「イエスは、誇ることなく近づくことができ、絶望することなくへりくだることができる神である」

- 1623年6月19日~1662年8月19日
- フランス出身
- 哲学者、数学者、物理学者、キリスト教神学者
英文
“Jesus is the God whom we can approach without pride and before whom we can humble ourselves without despair.”
日本語訳
「イエスは、誇ることなく近づくことができ、絶望することなくへりくだることができる神である」
解説
この言葉は、パスカルのキリスト理解を端的に示したものであり、神の絶対性と人間の惨めさとの間において、イエス・キリストがいかに特別な仲介者であるかを語っている。彼にとってイエスは、ただ畏れられる存在ではなく、人間の弱さと罪を理解し、受け入れる存在であり、信仰を持って近づくことのできる慈愛の神である。

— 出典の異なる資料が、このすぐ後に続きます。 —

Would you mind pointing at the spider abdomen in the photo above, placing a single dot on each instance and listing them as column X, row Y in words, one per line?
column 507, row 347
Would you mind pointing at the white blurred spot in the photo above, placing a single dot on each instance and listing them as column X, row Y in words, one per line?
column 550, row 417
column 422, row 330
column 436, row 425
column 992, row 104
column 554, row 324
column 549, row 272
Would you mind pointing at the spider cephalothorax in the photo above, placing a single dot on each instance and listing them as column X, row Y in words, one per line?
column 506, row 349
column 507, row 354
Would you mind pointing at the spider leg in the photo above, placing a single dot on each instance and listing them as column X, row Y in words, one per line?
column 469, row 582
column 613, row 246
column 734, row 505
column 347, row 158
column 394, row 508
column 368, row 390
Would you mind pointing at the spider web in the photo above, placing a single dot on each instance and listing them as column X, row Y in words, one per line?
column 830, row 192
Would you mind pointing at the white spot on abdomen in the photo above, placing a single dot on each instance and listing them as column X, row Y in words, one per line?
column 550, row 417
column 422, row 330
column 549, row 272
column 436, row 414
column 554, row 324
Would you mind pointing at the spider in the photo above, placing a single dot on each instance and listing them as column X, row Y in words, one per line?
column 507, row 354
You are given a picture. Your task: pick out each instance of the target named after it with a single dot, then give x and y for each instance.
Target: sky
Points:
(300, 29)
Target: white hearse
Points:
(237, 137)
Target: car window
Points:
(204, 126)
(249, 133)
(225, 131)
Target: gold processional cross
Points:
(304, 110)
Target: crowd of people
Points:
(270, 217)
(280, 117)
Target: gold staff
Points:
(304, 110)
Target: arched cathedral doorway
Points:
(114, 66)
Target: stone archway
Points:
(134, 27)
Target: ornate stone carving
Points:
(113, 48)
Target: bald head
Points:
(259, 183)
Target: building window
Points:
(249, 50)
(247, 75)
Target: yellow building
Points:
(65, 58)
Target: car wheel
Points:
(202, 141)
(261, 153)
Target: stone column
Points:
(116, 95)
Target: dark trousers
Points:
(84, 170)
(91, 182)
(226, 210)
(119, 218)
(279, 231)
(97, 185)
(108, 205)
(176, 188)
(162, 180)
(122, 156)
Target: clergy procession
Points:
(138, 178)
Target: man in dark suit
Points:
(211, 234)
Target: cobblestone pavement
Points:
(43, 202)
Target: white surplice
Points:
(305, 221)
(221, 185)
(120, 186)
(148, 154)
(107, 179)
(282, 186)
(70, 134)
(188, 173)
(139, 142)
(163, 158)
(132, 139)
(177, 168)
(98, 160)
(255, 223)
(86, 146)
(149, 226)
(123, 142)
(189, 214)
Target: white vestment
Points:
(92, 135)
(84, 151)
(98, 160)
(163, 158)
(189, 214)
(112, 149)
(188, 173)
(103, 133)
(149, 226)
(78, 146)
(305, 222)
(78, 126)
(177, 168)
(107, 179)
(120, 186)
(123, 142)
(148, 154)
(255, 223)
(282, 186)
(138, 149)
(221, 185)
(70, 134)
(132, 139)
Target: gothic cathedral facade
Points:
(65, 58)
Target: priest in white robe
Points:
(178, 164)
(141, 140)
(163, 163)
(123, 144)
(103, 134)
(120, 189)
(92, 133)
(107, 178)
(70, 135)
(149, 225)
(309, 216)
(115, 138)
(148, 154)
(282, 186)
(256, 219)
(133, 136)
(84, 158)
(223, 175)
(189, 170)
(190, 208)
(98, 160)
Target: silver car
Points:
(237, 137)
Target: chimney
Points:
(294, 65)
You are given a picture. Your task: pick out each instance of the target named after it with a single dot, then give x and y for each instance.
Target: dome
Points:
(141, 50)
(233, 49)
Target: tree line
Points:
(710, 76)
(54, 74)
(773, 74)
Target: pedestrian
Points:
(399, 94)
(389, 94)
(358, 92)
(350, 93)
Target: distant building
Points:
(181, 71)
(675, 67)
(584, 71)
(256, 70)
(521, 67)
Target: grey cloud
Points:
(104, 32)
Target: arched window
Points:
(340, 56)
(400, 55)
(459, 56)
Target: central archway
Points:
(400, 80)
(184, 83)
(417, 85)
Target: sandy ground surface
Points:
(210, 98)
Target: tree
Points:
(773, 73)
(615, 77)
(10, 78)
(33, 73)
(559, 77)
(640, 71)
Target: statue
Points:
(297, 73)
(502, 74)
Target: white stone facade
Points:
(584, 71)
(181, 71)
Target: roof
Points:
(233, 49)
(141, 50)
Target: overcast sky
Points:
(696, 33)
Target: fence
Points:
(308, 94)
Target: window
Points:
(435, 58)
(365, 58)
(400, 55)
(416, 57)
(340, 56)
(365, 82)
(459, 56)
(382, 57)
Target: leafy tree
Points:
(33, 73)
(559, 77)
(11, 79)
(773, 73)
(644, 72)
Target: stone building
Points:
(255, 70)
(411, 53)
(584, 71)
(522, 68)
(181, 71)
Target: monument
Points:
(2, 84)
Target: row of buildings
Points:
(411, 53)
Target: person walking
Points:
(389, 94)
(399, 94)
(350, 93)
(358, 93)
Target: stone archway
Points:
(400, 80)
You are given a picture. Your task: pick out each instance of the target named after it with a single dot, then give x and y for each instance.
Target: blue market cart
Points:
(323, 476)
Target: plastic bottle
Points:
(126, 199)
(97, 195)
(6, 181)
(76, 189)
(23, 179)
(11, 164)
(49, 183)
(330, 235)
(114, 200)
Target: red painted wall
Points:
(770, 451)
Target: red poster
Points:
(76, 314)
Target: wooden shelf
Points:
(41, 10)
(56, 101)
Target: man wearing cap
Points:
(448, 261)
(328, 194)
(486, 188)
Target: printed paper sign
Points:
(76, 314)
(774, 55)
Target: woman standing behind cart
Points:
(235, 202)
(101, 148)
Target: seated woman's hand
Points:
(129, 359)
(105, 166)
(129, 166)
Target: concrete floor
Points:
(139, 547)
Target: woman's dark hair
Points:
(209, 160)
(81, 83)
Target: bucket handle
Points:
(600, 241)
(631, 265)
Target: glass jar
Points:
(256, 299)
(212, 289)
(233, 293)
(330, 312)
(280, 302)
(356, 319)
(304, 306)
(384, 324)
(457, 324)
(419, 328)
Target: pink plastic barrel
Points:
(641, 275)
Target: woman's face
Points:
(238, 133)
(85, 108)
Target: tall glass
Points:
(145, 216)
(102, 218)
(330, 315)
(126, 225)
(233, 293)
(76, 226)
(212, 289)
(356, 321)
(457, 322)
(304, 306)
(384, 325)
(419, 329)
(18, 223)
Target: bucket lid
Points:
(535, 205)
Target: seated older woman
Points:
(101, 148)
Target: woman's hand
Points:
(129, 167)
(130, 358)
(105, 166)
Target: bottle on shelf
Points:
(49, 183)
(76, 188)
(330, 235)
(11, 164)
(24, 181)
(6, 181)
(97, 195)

この名言に込められた逆説的な真理は、パスカルの神学思想の中核である。人は神の前に出るとき、通常であればその偉大さに圧倒されて絶望するか、あるいは自らの徳を誇って傲慢になる危険がある。しかしイエスにおいては、神の威厳と人間的な憐れみが一致しているため、人は自己を偽ることなく、ありのままへりくだることができるのである。
現代においても、多くの人々が宗教や信仰に対して距離を感じるのは、神の超越性や絶対性が近づき難いものに見えるからである。この名言は、イエスの存在がその距離を埋めるものであり、人間の尊厳を損なうことなく真に自己を明け渡せる対象であることを示している。パスカルはここで、信仰とは恐れや誇りではなく、安心して委ねられる関係の中にこそ成立するという深い救済観を語っている。